Unfortunately, we now have yet another example of a potentially dangerous natural supplement to bring to the consumer's attention. In the July 15 New England Journal of Medicine, two physicians report1 a possible link between increased risk for stroke in infants of mothers who had taken the herbal supplement blue cohosh. In this case, the mother had taken the supplement as a tea to induce labor and it did do so. But when the baby was a little over one day of age, it had the symptoms of a stroke affecting the right arm. A diagnostic scan was performed and confirmed that there was a blockage in a cerebral (brain) artery.
Further testing failed to reveal any tendency for accelerated blood clotting (which could account for the blockage) in the baby, or any family history of stroke.
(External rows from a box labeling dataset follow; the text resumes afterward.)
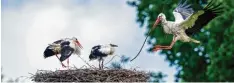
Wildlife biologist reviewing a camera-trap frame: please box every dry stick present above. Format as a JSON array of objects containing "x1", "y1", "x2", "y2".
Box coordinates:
[
  {"x1": 77, "y1": 55, "x2": 93, "y2": 68},
  {"x1": 131, "y1": 28, "x2": 154, "y2": 61},
  {"x1": 104, "y1": 55, "x2": 120, "y2": 65},
  {"x1": 131, "y1": 4, "x2": 165, "y2": 61}
]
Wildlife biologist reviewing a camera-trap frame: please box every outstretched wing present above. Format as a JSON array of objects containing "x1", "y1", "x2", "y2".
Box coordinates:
[
  {"x1": 179, "y1": 0, "x2": 223, "y2": 35},
  {"x1": 60, "y1": 45, "x2": 74, "y2": 62},
  {"x1": 173, "y1": 0, "x2": 194, "y2": 22}
]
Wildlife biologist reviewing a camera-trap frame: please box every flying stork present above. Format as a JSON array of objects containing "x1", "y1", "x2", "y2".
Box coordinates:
[
  {"x1": 153, "y1": 0, "x2": 223, "y2": 51},
  {"x1": 89, "y1": 44, "x2": 118, "y2": 69},
  {"x1": 44, "y1": 37, "x2": 83, "y2": 67}
]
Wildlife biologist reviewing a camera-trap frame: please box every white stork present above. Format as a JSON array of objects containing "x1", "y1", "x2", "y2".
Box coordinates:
[
  {"x1": 89, "y1": 44, "x2": 118, "y2": 69},
  {"x1": 153, "y1": 0, "x2": 223, "y2": 51},
  {"x1": 44, "y1": 37, "x2": 83, "y2": 67}
]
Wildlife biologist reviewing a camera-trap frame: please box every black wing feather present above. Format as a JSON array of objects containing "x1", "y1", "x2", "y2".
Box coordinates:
[
  {"x1": 185, "y1": 0, "x2": 223, "y2": 35},
  {"x1": 60, "y1": 45, "x2": 74, "y2": 62}
]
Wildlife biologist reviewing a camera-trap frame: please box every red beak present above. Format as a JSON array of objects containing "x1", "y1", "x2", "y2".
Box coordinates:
[
  {"x1": 76, "y1": 41, "x2": 83, "y2": 49},
  {"x1": 153, "y1": 17, "x2": 161, "y2": 27}
]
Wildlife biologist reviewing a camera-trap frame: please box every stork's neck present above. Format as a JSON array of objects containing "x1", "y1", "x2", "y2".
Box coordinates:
[{"x1": 161, "y1": 18, "x2": 167, "y2": 25}]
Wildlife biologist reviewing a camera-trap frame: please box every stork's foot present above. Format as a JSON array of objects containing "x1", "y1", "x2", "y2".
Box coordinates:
[
  {"x1": 153, "y1": 47, "x2": 161, "y2": 52},
  {"x1": 62, "y1": 63, "x2": 67, "y2": 68},
  {"x1": 153, "y1": 45, "x2": 172, "y2": 52}
]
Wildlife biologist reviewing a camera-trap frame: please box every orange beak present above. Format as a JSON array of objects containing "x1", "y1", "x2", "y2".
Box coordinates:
[
  {"x1": 153, "y1": 16, "x2": 161, "y2": 27},
  {"x1": 76, "y1": 41, "x2": 83, "y2": 49}
]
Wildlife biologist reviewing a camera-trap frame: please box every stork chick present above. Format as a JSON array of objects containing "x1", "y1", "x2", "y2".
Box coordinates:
[
  {"x1": 44, "y1": 37, "x2": 83, "y2": 67},
  {"x1": 89, "y1": 44, "x2": 118, "y2": 69}
]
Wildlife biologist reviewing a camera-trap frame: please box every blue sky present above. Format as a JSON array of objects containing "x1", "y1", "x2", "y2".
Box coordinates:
[{"x1": 1, "y1": 0, "x2": 176, "y2": 81}]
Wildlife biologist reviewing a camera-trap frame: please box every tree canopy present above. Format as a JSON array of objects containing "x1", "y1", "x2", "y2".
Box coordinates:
[{"x1": 127, "y1": 0, "x2": 234, "y2": 82}]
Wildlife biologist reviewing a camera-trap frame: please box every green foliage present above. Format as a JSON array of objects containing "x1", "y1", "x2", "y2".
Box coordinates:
[
  {"x1": 127, "y1": 0, "x2": 234, "y2": 82},
  {"x1": 149, "y1": 72, "x2": 167, "y2": 82}
]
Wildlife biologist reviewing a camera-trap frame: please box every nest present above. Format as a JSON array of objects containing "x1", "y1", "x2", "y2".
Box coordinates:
[{"x1": 32, "y1": 69, "x2": 149, "y2": 82}]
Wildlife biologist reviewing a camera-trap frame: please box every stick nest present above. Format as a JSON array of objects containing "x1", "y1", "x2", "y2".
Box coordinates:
[{"x1": 32, "y1": 69, "x2": 149, "y2": 82}]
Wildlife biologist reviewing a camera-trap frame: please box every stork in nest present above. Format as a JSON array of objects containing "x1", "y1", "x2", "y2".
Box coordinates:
[
  {"x1": 89, "y1": 44, "x2": 118, "y2": 69},
  {"x1": 44, "y1": 37, "x2": 83, "y2": 67}
]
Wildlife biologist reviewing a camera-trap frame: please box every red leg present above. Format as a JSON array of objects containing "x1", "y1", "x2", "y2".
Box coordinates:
[
  {"x1": 67, "y1": 58, "x2": 69, "y2": 68},
  {"x1": 56, "y1": 54, "x2": 66, "y2": 67},
  {"x1": 153, "y1": 36, "x2": 177, "y2": 51}
]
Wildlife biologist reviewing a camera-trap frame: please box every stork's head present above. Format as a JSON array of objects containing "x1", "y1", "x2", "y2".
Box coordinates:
[
  {"x1": 72, "y1": 37, "x2": 83, "y2": 48},
  {"x1": 89, "y1": 54, "x2": 97, "y2": 61},
  {"x1": 153, "y1": 13, "x2": 166, "y2": 27},
  {"x1": 110, "y1": 44, "x2": 118, "y2": 47}
]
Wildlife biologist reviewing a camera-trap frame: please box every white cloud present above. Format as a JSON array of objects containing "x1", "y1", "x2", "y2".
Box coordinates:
[{"x1": 2, "y1": 0, "x2": 175, "y2": 81}]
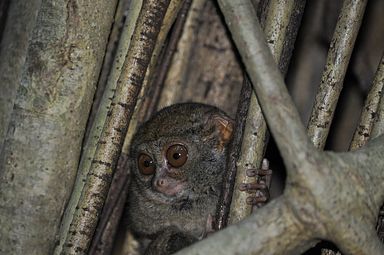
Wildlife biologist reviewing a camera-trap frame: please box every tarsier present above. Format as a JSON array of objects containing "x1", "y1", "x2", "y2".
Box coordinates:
[{"x1": 128, "y1": 103, "x2": 270, "y2": 254}]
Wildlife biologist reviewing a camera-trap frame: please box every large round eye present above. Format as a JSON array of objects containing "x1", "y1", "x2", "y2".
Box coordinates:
[
  {"x1": 166, "y1": 144, "x2": 188, "y2": 167},
  {"x1": 137, "y1": 153, "x2": 156, "y2": 175}
]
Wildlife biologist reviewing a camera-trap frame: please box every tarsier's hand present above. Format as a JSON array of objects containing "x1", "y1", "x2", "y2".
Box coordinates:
[
  {"x1": 145, "y1": 228, "x2": 198, "y2": 255},
  {"x1": 239, "y1": 159, "x2": 272, "y2": 207}
]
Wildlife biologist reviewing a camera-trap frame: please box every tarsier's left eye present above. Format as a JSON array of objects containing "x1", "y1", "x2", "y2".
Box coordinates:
[
  {"x1": 166, "y1": 144, "x2": 188, "y2": 167},
  {"x1": 137, "y1": 153, "x2": 156, "y2": 175}
]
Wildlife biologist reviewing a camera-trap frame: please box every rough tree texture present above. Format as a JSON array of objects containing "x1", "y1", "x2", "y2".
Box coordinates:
[
  {"x1": 63, "y1": 0, "x2": 170, "y2": 254},
  {"x1": 179, "y1": 0, "x2": 384, "y2": 255},
  {"x1": 308, "y1": 0, "x2": 367, "y2": 149},
  {"x1": 0, "y1": 0, "x2": 115, "y2": 255},
  {"x1": 55, "y1": 1, "x2": 141, "y2": 254},
  {"x1": 229, "y1": 0, "x2": 305, "y2": 223},
  {"x1": 158, "y1": 0, "x2": 243, "y2": 117},
  {"x1": 0, "y1": 0, "x2": 41, "y2": 153}
]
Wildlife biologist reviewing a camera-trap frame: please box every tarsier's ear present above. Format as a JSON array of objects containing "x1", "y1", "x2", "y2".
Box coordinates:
[{"x1": 208, "y1": 113, "x2": 234, "y2": 150}]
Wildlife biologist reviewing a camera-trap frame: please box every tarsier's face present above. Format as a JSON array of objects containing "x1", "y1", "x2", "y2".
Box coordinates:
[
  {"x1": 128, "y1": 103, "x2": 233, "y2": 240},
  {"x1": 137, "y1": 142, "x2": 188, "y2": 196}
]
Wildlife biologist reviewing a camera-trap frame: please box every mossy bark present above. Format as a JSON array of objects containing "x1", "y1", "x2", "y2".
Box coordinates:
[{"x1": 0, "y1": 0, "x2": 115, "y2": 255}]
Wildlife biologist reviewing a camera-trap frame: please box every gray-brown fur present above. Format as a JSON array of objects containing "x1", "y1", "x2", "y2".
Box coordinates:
[{"x1": 128, "y1": 103, "x2": 233, "y2": 254}]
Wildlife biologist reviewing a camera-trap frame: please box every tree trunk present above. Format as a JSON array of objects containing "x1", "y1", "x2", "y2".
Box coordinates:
[{"x1": 0, "y1": 0, "x2": 116, "y2": 254}]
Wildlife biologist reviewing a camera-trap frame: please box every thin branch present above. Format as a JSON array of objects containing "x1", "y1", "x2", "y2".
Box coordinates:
[
  {"x1": 157, "y1": 0, "x2": 207, "y2": 108},
  {"x1": 90, "y1": 0, "x2": 186, "y2": 254},
  {"x1": 350, "y1": 55, "x2": 384, "y2": 150},
  {"x1": 143, "y1": 0, "x2": 192, "y2": 120},
  {"x1": 215, "y1": 75, "x2": 252, "y2": 230},
  {"x1": 180, "y1": 0, "x2": 384, "y2": 255},
  {"x1": 370, "y1": 55, "x2": 384, "y2": 139},
  {"x1": 308, "y1": 0, "x2": 367, "y2": 148},
  {"x1": 63, "y1": 0, "x2": 170, "y2": 253},
  {"x1": 219, "y1": 0, "x2": 312, "y2": 173},
  {"x1": 229, "y1": 0, "x2": 305, "y2": 223}
]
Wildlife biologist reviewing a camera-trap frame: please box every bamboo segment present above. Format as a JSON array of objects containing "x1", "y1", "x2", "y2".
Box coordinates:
[{"x1": 63, "y1": 0, "x2": 170, "y2": 254}]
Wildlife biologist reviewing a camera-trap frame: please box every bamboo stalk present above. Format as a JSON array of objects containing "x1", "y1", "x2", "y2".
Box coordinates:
[
  {"x1": 90, "y1": 0, "x2": 183, "y2": 254},
  {"x1": 63, "y1": 0, "x2": 170, "y2": 254},
  {"x1": 54, "y1": 1, "x2": 141, "y2": 254}
]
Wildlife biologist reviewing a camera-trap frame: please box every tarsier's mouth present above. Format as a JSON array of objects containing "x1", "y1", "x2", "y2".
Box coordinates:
[{"x1": 144, "y1": 183, "x2": 196, "y2": 204}]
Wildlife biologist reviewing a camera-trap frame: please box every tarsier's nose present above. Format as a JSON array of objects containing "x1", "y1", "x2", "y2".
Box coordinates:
[{"x1": 153, "y1": 177, "x2": 185, "y2": 196}]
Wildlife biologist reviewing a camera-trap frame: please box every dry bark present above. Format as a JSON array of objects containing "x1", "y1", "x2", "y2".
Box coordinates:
[
  {"x1": 179, "y1": 0, "x2": 384, "y2": 255},
  {"x1": 0, "y1": 1, "x2": 115, "y2": 254}
]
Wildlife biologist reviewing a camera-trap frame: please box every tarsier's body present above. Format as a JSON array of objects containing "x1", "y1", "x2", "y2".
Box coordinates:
[
  {"x1": 128, "y1": 103, "x2": 233, "y2": 254},
  {"x1": 128, "y1": 103, "x2": 271, "y2": 255}
]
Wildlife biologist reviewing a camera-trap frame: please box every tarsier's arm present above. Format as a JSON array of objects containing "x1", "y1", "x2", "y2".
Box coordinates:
[
  {"x1": 145, "y1": 228, "x2": 198, "y2": 255},
  {"x1": 239, "y1": 159, "x2": 272, "y2": 208}
]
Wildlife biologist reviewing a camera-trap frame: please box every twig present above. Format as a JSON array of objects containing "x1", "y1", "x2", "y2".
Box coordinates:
[
  {"x1": 350, "y1": 55, "x2": 384, "y2": 150},
  {"x1": 229, "y1": 0, "x2": 305, "y2": 224},
  {"x1": 215, "y1": 75, "x2": 252, "y2": 230},
  {"x1": 308, "y1": 0, "x2": 367, "y2": 149},
  {"x1": 143, "y1": 0, "x2": 192, "y2": 120},
  {"x1": 55, "y1": 1, "x2": 141, "y2": 254}
]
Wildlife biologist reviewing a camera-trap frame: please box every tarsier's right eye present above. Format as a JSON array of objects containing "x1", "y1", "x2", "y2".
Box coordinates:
[{"x1": 137, "y1": 153, "x2": 156, "y2": 175}]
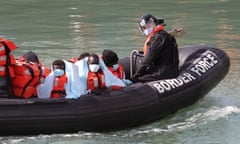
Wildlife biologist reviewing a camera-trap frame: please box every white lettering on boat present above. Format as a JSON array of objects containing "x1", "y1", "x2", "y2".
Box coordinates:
[
  {"x1": 152, "y1": 73, "x2": 196, "y2": 93},
  {"x1": 190, "y1": 53, "x2": 218, "y2": 76},
  {"x1": 149, "y1": 51, "x2": 219, "y2": 94}
]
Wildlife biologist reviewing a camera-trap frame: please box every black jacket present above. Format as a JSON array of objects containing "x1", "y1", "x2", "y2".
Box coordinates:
[{"x1": 130, "y1": 30, "x2": 179, "y2": 82}]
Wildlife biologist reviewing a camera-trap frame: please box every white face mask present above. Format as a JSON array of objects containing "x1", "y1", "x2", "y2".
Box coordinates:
[
  {"x1": 112, "y1": 64, "x2": 118, "y2": 70},
  {"x1": 143, "y1": 27, "x2": 153, "y2": 36},
  {"x1": 89, "y1": 64, "x2": 100, "y2": 72},
  {"x1": 53, "y1": 69, "x2": 64, "y2": 77}
]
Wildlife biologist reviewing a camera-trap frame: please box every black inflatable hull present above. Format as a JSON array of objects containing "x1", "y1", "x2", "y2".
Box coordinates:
[{"x1": 0, "y1": 45, "x2": 230, "y2": 135}]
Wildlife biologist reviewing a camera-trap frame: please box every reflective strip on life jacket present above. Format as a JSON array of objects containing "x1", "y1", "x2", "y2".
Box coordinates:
[{"x1": 51, "y1": 74, "x2": 67, "y2": 98}]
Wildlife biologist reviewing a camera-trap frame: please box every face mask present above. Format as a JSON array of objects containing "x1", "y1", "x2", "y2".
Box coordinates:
[
  {"x1": 53, "y1": 69, "x2": 64, "y2": 77},
  {"x1": 89, "y1": 64, "x2": 100, "y2": 72},
  {"x1": 143, "y1": 27, "x2": 153, "y2": 36},
  {"x1": 112, "y1": 64, "x2": 118, "y2": 70}
]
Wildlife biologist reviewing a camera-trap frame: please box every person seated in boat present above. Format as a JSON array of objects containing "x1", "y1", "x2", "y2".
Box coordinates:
[
  {"x1": 87, "y1": 54, "x2": 126, "y2": 95},
  {"x1": 18, "y1": 51, "x2": 51, "y2": 81},
  {"x1": 37, "y1": 60, "x2": 87, "y2": 99},
  {"x1": 130, "y1": 14, "x2": 179, "y2": 82},
  {"x1": 78, "y1": 52, "x2": 90, "y2": 60},
  {"x1": 87, "y1": 54, "x2": 109, "y2": 94},
  {"x1": 102, "y1": 49, "x2": 132, "y2": 86},
  {"x1": 11, "y1": 51, "x2": 49, "y2": 98},
  {"x1": 51, "y1": 60, "x2": 68, "y2": 98}
]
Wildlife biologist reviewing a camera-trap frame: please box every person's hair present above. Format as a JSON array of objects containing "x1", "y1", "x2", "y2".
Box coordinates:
[
  {"x1": 87, "y1": 53, "x2": 99, "y2": 64},
  {"x1": 52, "y1": 60, "x2": 65, "y2": 70},
  {"x1": 78, "y1": 52, "x2": 90, "y2": 60},
  {"x1": 102, "y1": 49, "x2": 119, "y2": 66}
]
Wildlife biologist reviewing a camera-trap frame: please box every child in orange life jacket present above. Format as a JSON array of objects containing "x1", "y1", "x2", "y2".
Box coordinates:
[
  {"x1": 87, "y1": 54, "x2": 107, "y2": 95},
  {"x1": 102, "y1": 49, "x2": 132, "y2": 90},
  {"x1": 51, "y1": 60, "x2": 67, "y2": 98}
]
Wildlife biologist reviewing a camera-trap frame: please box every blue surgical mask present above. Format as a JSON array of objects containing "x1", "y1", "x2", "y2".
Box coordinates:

But the baby s urine tested positive for a compound called benzoylecgonine which is a product of cocaine metabolism. The bottle of blue cohosh tea the mother had drunk from, as well as an unopened bottle of a different preparation of blue cohosh, also tested positive for this compound.
The authors concluded that either benzoylecgonine is a product of both cocaine and of blue cohosh, or that both herbal preparations were contaminated with cocaine. From the information they had, it was not possible to determine which possibility was true. However, they did cite another case in which the infant of a mother who consumed a large dose of blue cohosh had a heart attack.
According to the late herbal expert Dr. Varro Tyler, blue cohosh is one of the oldest indigenous American plant drugs.2 It is known to have a number of physiological effects such as elevation of blood pressure and stimulation of respiration and intestinal motility, as well as of uterine contractions. Obviously, until more is known about its effects on infants, pregnant women should steer clear of this supplement. Further, considering the lack of information about possible similarities to cocaine, it would be wise to remove it from the natural pharmacopoeias of other consumers as well. This is just another example of the truism that "natural" does not necessarily mean safe.
1Finkel RS, Zarlengo KM. Blue cohosh and perinatal stroke. N Engl J Med 352:302-303.
2Tyler, VE. 1993. The honest herbal. 3rd edition. New York: Pharmaceutical Products Press, Inc. pp.47-48.